Toledo: Contraception restrictions are reversing progress

Hannah Olson/Iowa State Daily

Protesters hold signs relating to women’s health during the Women’s March on the Iowa Capitol on Jan. 21.

Claudia Toledo

The Trump administration’s controversial rollback on contraception is one major step toward decreasing the rights women everywhere have fought so hard to rightfully attain.

What began with a plan to debunk Planned Parenthood has spiraled into a whole new playing field of discrimination. The new rules, which became effective on Oct. 6, allow a majority of employers to deny their employees insurance covering birth control.

Normally, under the Affordable Care Act, company insurers are responsible for the coverage of women’s contraceptives cost free. But since Trump’s new adjustments, millions of women may be left without any form of birth control or they may be forced to pay for the expenses at full cost and out of pocket, regardless of their insurance coverage.

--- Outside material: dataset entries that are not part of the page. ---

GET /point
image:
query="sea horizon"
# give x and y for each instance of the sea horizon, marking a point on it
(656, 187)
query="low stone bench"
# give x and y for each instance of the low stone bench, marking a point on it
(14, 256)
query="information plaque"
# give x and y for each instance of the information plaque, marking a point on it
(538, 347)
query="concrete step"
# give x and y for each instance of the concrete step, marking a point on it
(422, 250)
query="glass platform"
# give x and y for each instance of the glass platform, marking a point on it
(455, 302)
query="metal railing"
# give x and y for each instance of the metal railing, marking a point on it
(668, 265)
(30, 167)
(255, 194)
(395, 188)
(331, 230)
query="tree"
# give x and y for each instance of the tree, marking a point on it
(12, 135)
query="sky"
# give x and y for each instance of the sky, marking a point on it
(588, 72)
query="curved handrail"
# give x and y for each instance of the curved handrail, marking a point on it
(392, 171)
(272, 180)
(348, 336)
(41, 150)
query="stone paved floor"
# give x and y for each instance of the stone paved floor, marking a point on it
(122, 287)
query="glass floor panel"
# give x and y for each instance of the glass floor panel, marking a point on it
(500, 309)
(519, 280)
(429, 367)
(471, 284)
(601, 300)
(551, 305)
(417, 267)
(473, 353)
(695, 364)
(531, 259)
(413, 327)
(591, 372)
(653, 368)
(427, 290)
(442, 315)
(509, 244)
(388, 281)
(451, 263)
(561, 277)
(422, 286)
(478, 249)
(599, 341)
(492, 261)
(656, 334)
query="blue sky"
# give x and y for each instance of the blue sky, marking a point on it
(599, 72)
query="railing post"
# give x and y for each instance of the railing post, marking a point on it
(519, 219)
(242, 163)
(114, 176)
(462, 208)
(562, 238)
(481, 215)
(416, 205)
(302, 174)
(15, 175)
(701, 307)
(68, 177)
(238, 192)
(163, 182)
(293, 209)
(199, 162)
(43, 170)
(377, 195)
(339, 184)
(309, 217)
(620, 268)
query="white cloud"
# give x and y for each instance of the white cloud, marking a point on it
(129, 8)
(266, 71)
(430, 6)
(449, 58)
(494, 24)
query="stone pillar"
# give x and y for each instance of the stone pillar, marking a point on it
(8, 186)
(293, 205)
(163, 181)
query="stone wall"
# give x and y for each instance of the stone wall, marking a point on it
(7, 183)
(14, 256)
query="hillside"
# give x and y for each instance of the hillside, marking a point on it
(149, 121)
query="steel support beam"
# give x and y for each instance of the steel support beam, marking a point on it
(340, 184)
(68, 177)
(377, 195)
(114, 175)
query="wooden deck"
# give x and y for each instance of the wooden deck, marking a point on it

To even further the limitations, insurance companies can opt out of coverage altogether. 

As disheartening as this advancement is for the progress of women’s rights in this country, the reason behind the change is almost equally as disappointing. Companies are now able to deny insurance-covered contraceptions based on “religious freedom” and “moral convictions.” Discrimination has never been more visible. 

Spokeswoman for the U.S. Health and Human Services Department Caitlin Oakley defended the decision stating, “The rules are focused on guaranteeing religious freedom and conscience protections for those Americans who have a religious or moral objection to providing certain services based on their sincerely held beliefs.”

But Trump didn’t enact such a law without snidely showcasing the down sides, derailing contraceptives by portraying them as harmful as well as promotional toward “risky sexual behavior.”

The health myths behind birth control that are teeming with unprecedented and harmful side effects have been derailed. There’s much to say in regards to all the good birth control does as well.

Birth control lets women space their pregnancies out in the manner that best reflects the personal time frame they feel suits them for growing a family which, according to CNBC, also improves the health of women and their babies.

It allows women who may be at extreme health risks upon becoming pregnant to best maintain their well-being. Contraception pills are also linked with a decrease in risk of ovarian cancer, protection against sexually transmitted diseases and reducing the intense pain that sometimes comes along with menstruation. And, above all, the equality and freedom that comes along with birth control shows a strong correlation with educational and professional gains.

So, good try Trump, but there’s simply no silencing the benefits of contraceptives or tricking women into viewing our rights as “harmful.” This law may attempt to regress progress made, but equality is a goal we will never cease to aim at.